Eyler taking reins of family horse, tack sales
THURMONT, Md. — With the horse and tack sales at The Eyler Stables in Frederick County coming back under family management, there will be little change in the sale’s operation. But it’s a big deal for the stable’s owner, Niki Eyler.
“It really is the opportunity of a lifetime,” Eyler said. “I feel like I’m carrying
on a family legacy. It does mean a lot to me.”
In 1933, Harry Eyler, Niki’s great grandfather, opened The Eyler Stables and held horse and livestock auctions there. At that time, draft and workhorses were a necessity on a farm.
Harry would go out to Billings, Mont., and buy loads of horses that would be shipped to Thurmont on rail cars to the local train station.
In the mid 1930’s Harry allowed his daughter-in-law, Ruth, to have sales for riding horses at the stables. Up to that point, the sale was primarily livestock and workhorses. Niki said Ruth would travel down through Virginia, the Carolinas, Kentucky, Tennessee and many other southern states buying loads of quality riding horses and shipping them back to sell.
Harry died in 1937, suffering a heart attack in the auctioneer’s box. At that point, Niki’s grandparents, Joe and Ruth Eyler, took over management of the stables.
Nikis father, Albert Eyler, joined management and worked side by side with his parents until Joe’s death in 1988.
“My dad was really involved in the auction his whole life, Niki said. “He started riding horses and ponies through the auction when he was young.” He would drive out to Joplin, Mo., and bring in tractor-trailer loads of riding horses.
“My dad was the kind of horseman that people wanted to do business with. He was honest and knowledgeable when it came to horses,” Niki said. “He could really spot a diamond in the rough and saw the potential in every horse.”
Through the years, additions have been made to the stables to accommodate more horse events.
“There are many memories people have made here at the stables,” Niki said. “People have been coming here for decades.” A local supporter recently wrote on the stables’ Facebook page, “I bought my first horse there on December 2nd, 1962. I cannot remember my anniversary but I definitely remember that day.”

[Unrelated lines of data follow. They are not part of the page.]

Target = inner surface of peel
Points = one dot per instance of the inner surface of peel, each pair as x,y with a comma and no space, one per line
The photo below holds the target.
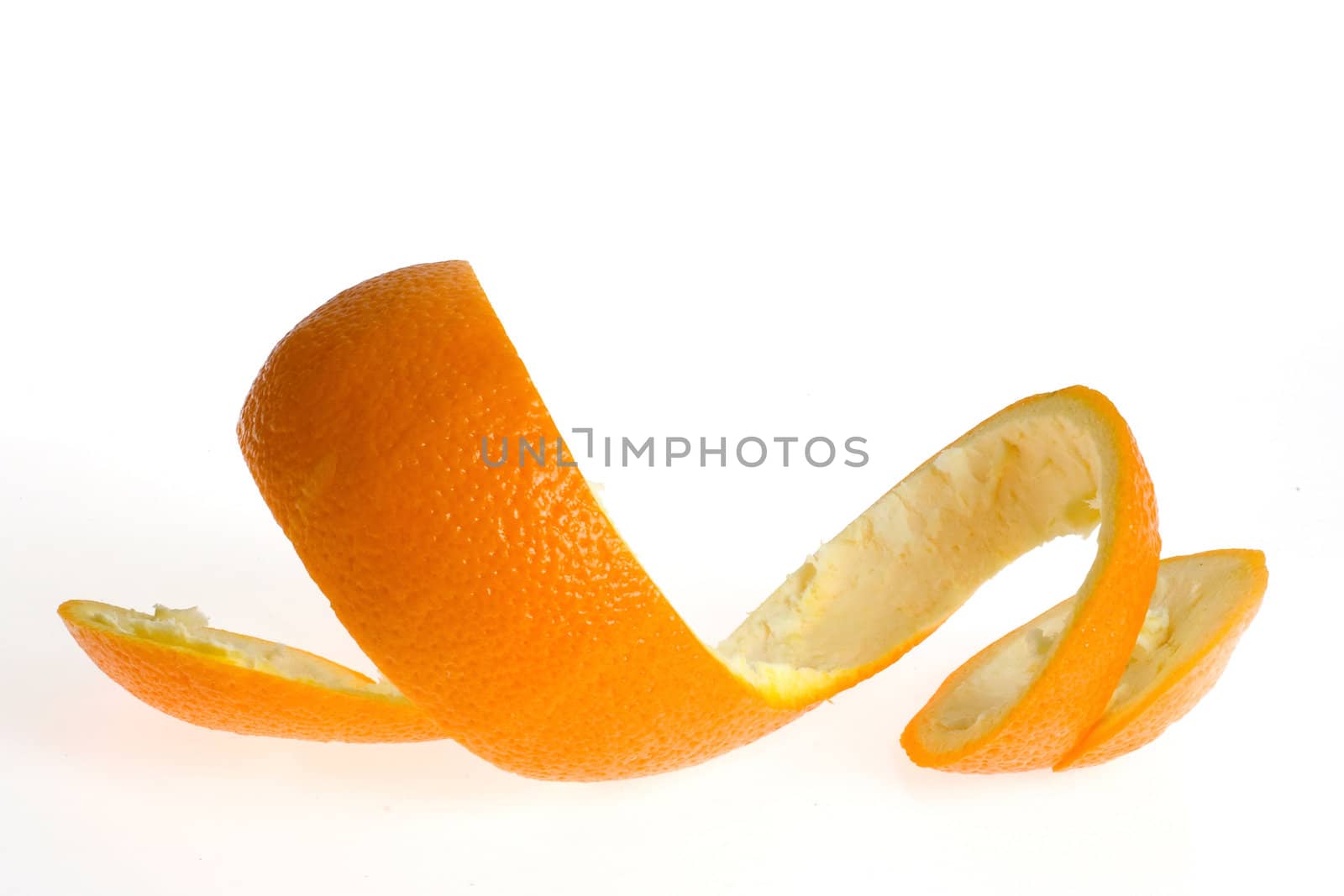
902,567
188,629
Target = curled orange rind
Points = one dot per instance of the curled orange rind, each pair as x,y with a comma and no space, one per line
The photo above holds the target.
508,614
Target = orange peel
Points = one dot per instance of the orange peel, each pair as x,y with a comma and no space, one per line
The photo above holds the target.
508,614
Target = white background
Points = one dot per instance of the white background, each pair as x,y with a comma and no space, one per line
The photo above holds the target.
885,219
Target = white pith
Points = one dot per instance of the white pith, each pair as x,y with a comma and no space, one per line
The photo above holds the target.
188,629
900,570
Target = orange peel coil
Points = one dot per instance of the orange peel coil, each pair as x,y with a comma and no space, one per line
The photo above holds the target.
508,614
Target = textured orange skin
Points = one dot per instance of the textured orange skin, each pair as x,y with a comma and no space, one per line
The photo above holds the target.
1072,692
514,617
1175,692
501,600
214,694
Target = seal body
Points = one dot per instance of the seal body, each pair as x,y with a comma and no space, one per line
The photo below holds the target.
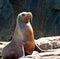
29,43
22,40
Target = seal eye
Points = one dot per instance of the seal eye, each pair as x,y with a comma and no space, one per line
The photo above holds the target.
23,14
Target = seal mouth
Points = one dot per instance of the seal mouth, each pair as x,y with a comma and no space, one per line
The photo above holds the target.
27,18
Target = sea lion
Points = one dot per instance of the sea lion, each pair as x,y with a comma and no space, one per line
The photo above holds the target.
15,49
22,40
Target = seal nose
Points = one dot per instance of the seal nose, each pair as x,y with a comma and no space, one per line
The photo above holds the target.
30,15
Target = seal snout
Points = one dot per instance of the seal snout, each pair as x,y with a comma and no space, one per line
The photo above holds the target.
28,17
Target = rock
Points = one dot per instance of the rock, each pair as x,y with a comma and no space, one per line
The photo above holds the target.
7,21
46,15
47,43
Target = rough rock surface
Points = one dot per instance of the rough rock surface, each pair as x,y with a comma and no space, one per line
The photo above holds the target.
46,15
7,21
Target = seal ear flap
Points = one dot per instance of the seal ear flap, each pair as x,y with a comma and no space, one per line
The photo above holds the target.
31,16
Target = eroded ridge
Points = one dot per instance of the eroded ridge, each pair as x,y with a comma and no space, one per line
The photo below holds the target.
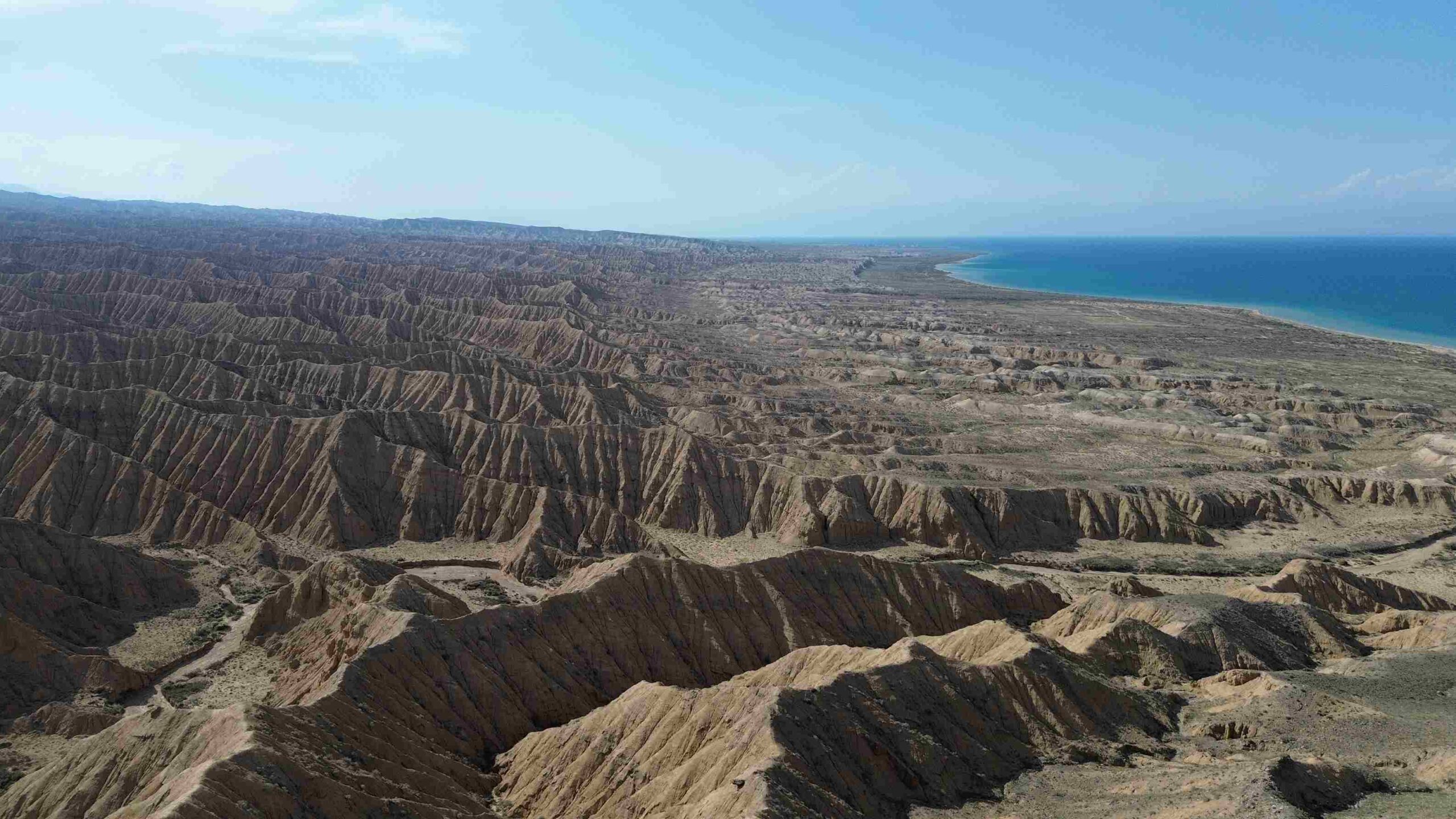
312,515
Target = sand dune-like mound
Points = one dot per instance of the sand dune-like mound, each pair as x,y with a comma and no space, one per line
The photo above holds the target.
1210,633
1330,588
1400,628
64,599
504,672
796,738
378,682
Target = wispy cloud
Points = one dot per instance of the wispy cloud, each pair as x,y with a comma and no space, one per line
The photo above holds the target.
1349,184
280,30
1421,180
412,35
258,51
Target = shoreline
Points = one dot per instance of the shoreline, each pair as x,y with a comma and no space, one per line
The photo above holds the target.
1429,346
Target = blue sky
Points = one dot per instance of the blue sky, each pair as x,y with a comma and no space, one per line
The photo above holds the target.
807,118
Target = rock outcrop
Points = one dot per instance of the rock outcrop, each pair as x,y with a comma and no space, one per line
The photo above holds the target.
1334,589
382,703
830,732
64,599
1210,633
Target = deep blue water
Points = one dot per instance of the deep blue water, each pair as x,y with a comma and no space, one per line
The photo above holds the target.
1391,288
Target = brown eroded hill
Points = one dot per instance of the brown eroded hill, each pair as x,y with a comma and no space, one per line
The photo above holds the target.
321,516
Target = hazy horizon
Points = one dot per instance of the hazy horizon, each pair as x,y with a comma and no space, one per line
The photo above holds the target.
820,118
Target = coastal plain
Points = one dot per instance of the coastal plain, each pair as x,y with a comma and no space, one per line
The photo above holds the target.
306,515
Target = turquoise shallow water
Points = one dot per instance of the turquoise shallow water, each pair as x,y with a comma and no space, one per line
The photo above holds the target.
1391,288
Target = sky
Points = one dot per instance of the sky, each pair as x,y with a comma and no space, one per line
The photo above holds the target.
778,118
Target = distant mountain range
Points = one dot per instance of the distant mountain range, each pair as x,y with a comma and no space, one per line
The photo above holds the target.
21,205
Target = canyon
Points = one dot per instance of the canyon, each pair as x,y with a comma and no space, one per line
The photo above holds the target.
308,515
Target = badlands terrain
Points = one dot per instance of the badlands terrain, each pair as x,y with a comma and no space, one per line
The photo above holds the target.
322,516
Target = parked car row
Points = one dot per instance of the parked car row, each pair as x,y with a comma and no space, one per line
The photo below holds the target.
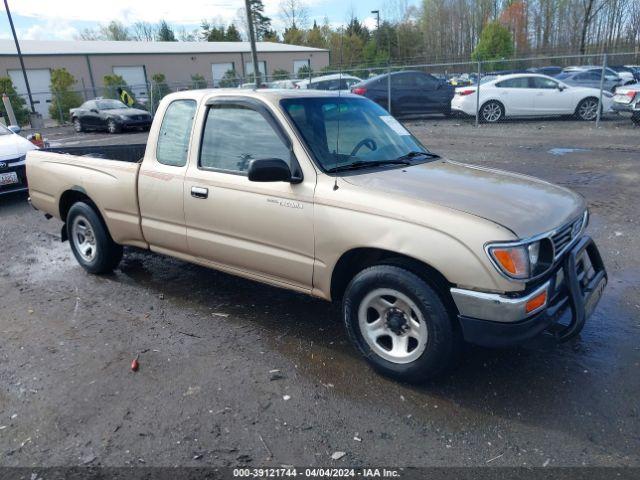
522,95
13,150
110,115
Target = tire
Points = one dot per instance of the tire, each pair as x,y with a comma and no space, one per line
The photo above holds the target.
112,126
491,112
415,339
90,240
77,125
587,109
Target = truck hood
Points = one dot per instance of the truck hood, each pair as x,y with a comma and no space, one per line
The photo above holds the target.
14,146
525,205
127,111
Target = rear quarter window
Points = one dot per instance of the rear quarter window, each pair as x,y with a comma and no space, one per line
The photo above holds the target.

Niki said she remembers when her father told her that an older gentleman came to look at a horse to purchase. Her dad was riding the horse around the arena and all of a sudden the horse started bucking and threw him off. He was lying there on his back and the old man walked over, looked down at Albert and said, ‘I’ll take him.’ Stories like these are endless,” says Niki.
Niki said the family built Eyler Stables into a place where you can come and purchase a good quality horse, take them home, improve them, and sell them for a profit.
“They put their heart and soul into this place,” she said. “This place is a big piece of history.”
She recalled in 1992, a grand prix jumper was purchased at the auction for $1,200 and resold several years later for $250,000.
In 1999, Niki’s father died, and the following year Niki took over the stables.
As a single mother working full-time away from the stable, she said managing the sales got to be too much and in 2010, Niki subcontracted the sales to an auction company. That not only kept the sales tradition going and helped Niki retain ownership. In 2014 she launched a weekend flea market at stables that still operates Friday through Sunday from 9a.m. to 5 p.m. each day.
Earlier this year, the leasing auction company left the stables and Niki said several things fell into place helping her to take over the sales again.
Niki said she knew that it would be difficult to manage the entire stables and its events on her own, so when a friend, Brian Smith, approached her about some ideas he had, a business partnership formed. She said Smith will be oversee upgrades and improvements to the stables, and handle other events like a farmers market, car show, peach festival and estate auctions scheduled for this year.
“He is a good business person and I am super excited to work with him to bring Eyler Stables back to its heyday,” says Niki.
Niki will be managing her first sale at the stables on Friday, May 3. A ribbon cutting ceremony is set for 5:45 p.m. at the stable, 141 Emmitsburg Road in Thurmont and the sale is set to begin with tack at 6 p.m. and horses at about 8:30 p.m. Niki said future sales will be held the first Friday of each month.
“This barn has seen almost 90 years worth of horses and horsemen (and women) come and go,” says Niki, “there is something to be said for that.”